É importante saber que, até agora, 41% dos fundos do FIDA são alocados aos povos indígenas e 6 milhões de indígenas participam de projetos do FIDA, de acordo com dados oficiais. "O direito à autodeterminação é fundamental: não pode haver soberania ou segurança alimentar sem a proteção dos territórios indígenas ", disse Myrna Cunningham , uma indígena Miskito da Nicarágua, veterana ativista dos direitos indígenas e membro do Comitê Diretor do Fórum, na abertura do evento .
"Fortalecer a governança indígena e reconhecer o valor dos sistemas alimentares tradicionais são passos essenciais para avançar em direção a um futuro sustentável e equitativo para todos", acrescentou Cunningham, enfatizando que "ainda há muitos desafios a serem enfrentados", mas que há progressos porque "esses diálogos têm sido de grande ajuda para os povos indígenas" e para os projetos que estão sendo realizados.
Segundo o presidente do FIDA, Álvaro Lario, "a concretização dos direitos dos povos indígenas à autodeterminação, à segurança alimentar e à soberania exige que questionemos nossa mentalidade". Isso significa, em parte, desafiar ativamente os sistemas legados que reforçam desigualdades e injustiças, e também tomar medidas quando necessário, de acordo com Lario.
O Presidente do FIDA também destacou que "esses povos frequentemente não têm acesso a financiamento para se adaptar às mudanças climáticas e para fortalecer sua resiliência a crises. Líderes indígenas clamam por uma necessidade urgente de financiamento climático que seja adaptado aos seus problemas únicos e suas próprias soluções."
Lario concluiu explicando que "nossa política agora afirma muito claramente que o FIDA trabalha com povos indígenas como parceiros, em termos de igualdade, para cocriar estratégias e projetar e monitorar investimentos". O FIDA trabalha com povos indígenas há mais de 40 anos e “continua aprendendo com eles”, acrescentou.

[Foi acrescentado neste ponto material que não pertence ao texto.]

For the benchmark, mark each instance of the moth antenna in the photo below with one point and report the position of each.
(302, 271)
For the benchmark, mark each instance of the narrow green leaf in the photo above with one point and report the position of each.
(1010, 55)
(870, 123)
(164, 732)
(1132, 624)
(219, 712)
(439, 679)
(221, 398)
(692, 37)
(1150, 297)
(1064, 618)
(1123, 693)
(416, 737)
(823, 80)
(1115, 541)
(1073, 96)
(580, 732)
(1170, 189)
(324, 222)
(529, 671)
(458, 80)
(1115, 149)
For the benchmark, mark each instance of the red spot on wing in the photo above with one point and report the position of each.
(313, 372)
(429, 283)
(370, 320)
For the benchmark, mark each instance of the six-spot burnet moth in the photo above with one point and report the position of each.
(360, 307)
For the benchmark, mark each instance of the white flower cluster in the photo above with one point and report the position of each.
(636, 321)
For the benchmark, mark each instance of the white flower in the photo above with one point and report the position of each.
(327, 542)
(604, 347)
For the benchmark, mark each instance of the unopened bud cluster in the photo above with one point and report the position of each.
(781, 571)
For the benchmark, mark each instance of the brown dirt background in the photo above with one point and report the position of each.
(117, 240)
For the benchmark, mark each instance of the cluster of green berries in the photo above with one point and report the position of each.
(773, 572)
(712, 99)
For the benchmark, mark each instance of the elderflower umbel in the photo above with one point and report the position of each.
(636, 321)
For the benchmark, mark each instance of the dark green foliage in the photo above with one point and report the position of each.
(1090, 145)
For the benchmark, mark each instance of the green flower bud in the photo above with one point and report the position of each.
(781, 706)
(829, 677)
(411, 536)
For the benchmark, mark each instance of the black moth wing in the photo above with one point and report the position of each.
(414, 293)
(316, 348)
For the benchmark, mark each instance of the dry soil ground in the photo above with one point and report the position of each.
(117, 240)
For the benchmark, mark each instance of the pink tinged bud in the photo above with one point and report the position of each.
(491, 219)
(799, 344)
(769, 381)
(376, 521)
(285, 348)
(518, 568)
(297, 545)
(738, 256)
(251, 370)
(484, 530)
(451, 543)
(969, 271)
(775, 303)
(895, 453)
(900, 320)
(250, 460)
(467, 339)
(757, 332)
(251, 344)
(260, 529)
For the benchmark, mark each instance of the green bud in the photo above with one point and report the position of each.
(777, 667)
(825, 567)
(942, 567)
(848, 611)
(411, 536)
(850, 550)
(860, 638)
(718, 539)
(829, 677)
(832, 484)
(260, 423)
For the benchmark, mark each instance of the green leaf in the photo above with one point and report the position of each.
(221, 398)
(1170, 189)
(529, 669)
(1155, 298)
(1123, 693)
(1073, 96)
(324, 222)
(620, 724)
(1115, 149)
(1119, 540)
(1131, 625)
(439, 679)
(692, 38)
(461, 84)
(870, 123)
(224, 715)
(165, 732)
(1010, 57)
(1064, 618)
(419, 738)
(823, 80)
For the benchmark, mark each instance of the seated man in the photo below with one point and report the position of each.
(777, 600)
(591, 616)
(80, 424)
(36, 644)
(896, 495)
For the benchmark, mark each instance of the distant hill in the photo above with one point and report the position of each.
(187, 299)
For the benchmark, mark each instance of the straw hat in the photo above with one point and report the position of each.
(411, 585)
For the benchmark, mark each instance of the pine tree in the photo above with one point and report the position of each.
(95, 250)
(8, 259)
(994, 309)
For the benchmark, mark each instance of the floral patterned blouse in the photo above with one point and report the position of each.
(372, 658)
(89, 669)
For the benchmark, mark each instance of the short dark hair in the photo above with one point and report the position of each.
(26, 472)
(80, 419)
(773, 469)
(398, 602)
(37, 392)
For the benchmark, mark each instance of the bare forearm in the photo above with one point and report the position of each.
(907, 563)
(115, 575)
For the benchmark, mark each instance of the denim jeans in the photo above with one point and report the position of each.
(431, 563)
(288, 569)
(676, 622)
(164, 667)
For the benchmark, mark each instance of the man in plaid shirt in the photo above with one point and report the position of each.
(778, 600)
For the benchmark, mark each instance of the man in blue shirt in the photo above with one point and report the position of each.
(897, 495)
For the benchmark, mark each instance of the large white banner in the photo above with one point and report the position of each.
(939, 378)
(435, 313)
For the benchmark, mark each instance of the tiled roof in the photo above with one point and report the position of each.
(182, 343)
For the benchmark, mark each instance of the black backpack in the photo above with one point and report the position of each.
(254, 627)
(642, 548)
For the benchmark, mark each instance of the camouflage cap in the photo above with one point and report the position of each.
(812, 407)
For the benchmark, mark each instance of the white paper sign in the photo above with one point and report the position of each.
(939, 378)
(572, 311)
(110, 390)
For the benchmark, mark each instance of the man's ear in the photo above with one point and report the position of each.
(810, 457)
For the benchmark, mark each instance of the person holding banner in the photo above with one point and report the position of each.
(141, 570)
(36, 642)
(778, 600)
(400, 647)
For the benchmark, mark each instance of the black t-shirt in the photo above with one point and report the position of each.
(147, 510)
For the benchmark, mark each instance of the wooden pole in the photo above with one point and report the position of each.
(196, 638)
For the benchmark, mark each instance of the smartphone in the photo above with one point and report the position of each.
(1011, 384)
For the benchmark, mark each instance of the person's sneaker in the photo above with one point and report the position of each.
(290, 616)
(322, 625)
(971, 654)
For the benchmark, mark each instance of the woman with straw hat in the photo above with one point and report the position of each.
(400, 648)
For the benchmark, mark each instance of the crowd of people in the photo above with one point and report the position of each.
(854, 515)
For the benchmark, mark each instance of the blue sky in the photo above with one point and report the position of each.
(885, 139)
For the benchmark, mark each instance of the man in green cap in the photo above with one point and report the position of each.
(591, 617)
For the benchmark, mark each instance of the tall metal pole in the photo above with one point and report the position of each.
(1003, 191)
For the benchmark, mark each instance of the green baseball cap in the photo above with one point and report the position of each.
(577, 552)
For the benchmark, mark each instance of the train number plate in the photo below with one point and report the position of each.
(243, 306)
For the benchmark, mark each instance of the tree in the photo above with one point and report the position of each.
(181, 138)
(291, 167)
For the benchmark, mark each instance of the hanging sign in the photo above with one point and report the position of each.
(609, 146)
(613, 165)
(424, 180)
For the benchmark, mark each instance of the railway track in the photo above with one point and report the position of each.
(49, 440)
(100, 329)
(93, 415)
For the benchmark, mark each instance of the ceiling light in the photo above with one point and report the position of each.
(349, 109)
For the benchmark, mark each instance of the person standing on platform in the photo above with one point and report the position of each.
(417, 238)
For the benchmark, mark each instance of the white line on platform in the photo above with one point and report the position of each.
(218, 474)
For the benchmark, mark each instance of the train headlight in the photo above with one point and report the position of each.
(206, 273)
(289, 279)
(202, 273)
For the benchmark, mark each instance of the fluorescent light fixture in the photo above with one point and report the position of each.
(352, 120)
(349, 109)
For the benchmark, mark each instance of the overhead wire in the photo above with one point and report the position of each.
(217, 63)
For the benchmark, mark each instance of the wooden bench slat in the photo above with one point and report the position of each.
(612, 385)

42 delegados de 35 povos indígenas de 30 países participaram da reunião. Entre eles Elizabet González, do Povo Indígena QOM da Argentina, Ricardo Campos, Presidente da Rede de Turismo Indígena do México (RITA), e Dayana Dokera Domico, ativista e líder política do Povo Embará da Colômbia. Também participou Sônia Guajajara, Ministra dos Povos Indígenas do Brasil, que viajou a Roma para participar de uma conferência no Vaticano sobre "Conhecimento dos povos indígenas e ciências". Pouco depois ela será recebida pelo Papa Francisco.